4. State Most Familiar With Governing Law:
Under Jones, one factor that may be relevant in the § 1404(a) transfer analysis is which "state . . . is most familiar with the governing law." 211 F.3d at 498 . In its motion, American argues this factor is neutral because "[n]either jurisdiction is more familiar with the facts or governing law of this case." (Doc. 34 at 6 n.3.) In her response, Plaintiff acknowledges that "both districts are sufficiently familiar with the governing law" but argues this factor still cuts against transfer because Ninth Circuit law concerning wage discrimination is more developed than Fifth Circuit law. (Doc. 37 at 8-9.) In its reply, American contends that Plaintiff's arguments on this point "smack of forum shopping, long deemed impermissible in the federal system." (Doc. 38 at 7.)
The familiarity-with-governing-law factor is meant to apply in cases involving state-law claims—it reflects a presumption that a federal court will know more about the substantive law of its home state (having derived this wisdom from handling diversity suits) than a federal court located in a different state. Jensen v. Simon & Schuster, Inc., [2012 BL 451064], 2012 U.S. Dist. LEXIS 184332 , [2012 BL 451064], 2012 WL 6839713 , *7 (D. Or. 2012) ("Section 1404(a) generally favors allowing diversity cases to proceed before a court that is familiar with the governing law."). Here, the amended complaint doesn't assert any state-law claims. Thus, the Court concludes this factor is neutral. Cf. Allstar Mktg. Grp., LLC v. Your Store Online, LLC, 666 F. Supp. 2d 1109 , 1133 (C.D. Cal. 2009) ("As plaintiffs' claims are primarily federal trademark and copyright claims, . . . the [which forum's law applies] factor carries little weight. Courts in this district and the Eastern District of Wisconsin are equally capable [*5] of applying federal law.").
5. Other Factors:
Plaintiff argues that Arizona's participation in the Mandatory Initial Discovery Pilot ("MIDP") program counsels against a transfer because the MIDP results in reduced litigation costs and the speedy resolution of cases. (Doc. 37 at 13.) In its reply, American asserts that Plaintiff's invocation of the MIDP is a "smokescreen of [an] irrelevant argument" that has "no place in the well-established transfer analysis." (Doc. 38 at 2-3, 5-6.)

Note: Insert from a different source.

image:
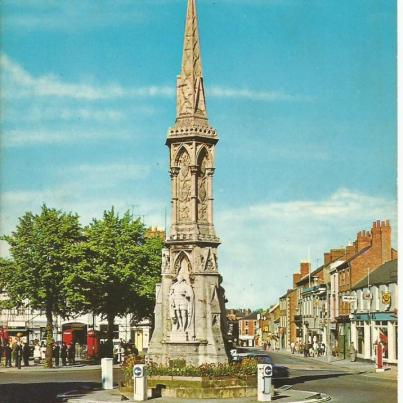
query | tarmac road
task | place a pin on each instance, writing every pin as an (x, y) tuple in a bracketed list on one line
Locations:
[(33, 386), (341, 385)]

The Court disagrees with American's contention that the MIDP is irrelevant. One factor that courts may consider under § 1404(a) is "the differences in the costs of litigation in the two forums." Aircraft Mechs., [2017 BL 126970], 2017 U.S. Dist. LEXIS 59045 , [2017 BL 126970], 2017 WL 1384296 at *2. Here, Plaintiff has made a credible argument that Arizona's participation in the MIDP program may, in general, render it a less-costly litigation forum than the Northern District of Texas. However, as previously explained, American has shown that a majority of its witnesses (who likely constitute a considerable number of the witnesses who will be deposed or called to testify) and relevant documentary evidence are located in Texas, which directly affects the cost of litigation. Gomez v. Wells Fargo Bank, NA, [2009 BL 143222], 2009 U.S. Dist. LEXIS 61714 , [2009 BL 143222], 2009 WL 1936790 , *3 (D. Ariz. 2009) (citation omitted) ("[L]itigation costs are reduced when venue is located near most of the witnesses expected to testify or give depositions [and] when the action is pursued near the location of documents likely to be at issue in the case.") Consequently, the Court finds that, despite the MIDP program, litigation is likely to be less expensive in the Northern District of Texas.

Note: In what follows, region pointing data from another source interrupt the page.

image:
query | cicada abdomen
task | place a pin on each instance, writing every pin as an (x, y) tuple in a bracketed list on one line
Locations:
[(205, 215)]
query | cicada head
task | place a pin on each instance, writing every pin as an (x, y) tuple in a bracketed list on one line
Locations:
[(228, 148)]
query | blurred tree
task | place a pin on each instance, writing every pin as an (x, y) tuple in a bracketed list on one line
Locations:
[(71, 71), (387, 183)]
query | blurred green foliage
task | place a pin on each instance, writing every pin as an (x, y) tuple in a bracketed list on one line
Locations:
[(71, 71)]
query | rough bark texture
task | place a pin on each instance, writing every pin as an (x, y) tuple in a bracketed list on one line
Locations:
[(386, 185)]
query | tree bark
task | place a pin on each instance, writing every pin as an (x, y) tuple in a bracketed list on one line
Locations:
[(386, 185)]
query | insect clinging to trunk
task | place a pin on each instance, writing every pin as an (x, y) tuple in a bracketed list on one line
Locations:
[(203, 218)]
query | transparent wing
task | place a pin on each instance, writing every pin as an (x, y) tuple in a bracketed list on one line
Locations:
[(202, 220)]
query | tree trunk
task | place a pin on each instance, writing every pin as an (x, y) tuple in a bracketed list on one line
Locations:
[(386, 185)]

The location-of-events, convenience-to-parties, convenience-to-witnesses, and cost-of-litigation factors all suggest this matter should be transferred to the Northern District of Texas, while the familiarity-with-law factor is neutral. These considerations, on balance, lead the Court to conclude that American's motion to transfer should be granted.
* * *
IT IS ORDERED that American's Motion to Transfer (Doc. 34) is GRANTED.
IT IS FURTHER ORDERED that the Clerk of the Court shall TRANSFER this case to the Northern District of Texas.
Dated this 24th day of January, 2019.
/s/ Dominic W. Lanza
Dominic W. Lanza
United States District Judge
The Ninth Circuit has further specified that "section 1404(a) requires two findings—that the district court is one where the action might have been brought and that the convenience of parties and witnesses in the interest of justice favor transfer." Hatch v. Reliance Ins. Co., 758 F.2d 409 , 414 (9th Cir. 1985) (internal quotations omitted).
Here, Plaintiff doesn't dispute that the first § 1404(a) factor (i.e., whether this lawsuit could have been brought in the Northern District of Texas) is satisfied.
The Court has not addressed every potential factor identified in Jones and its progeny. Instead, it has limited its analysis to the factors deemed relevant by the parties.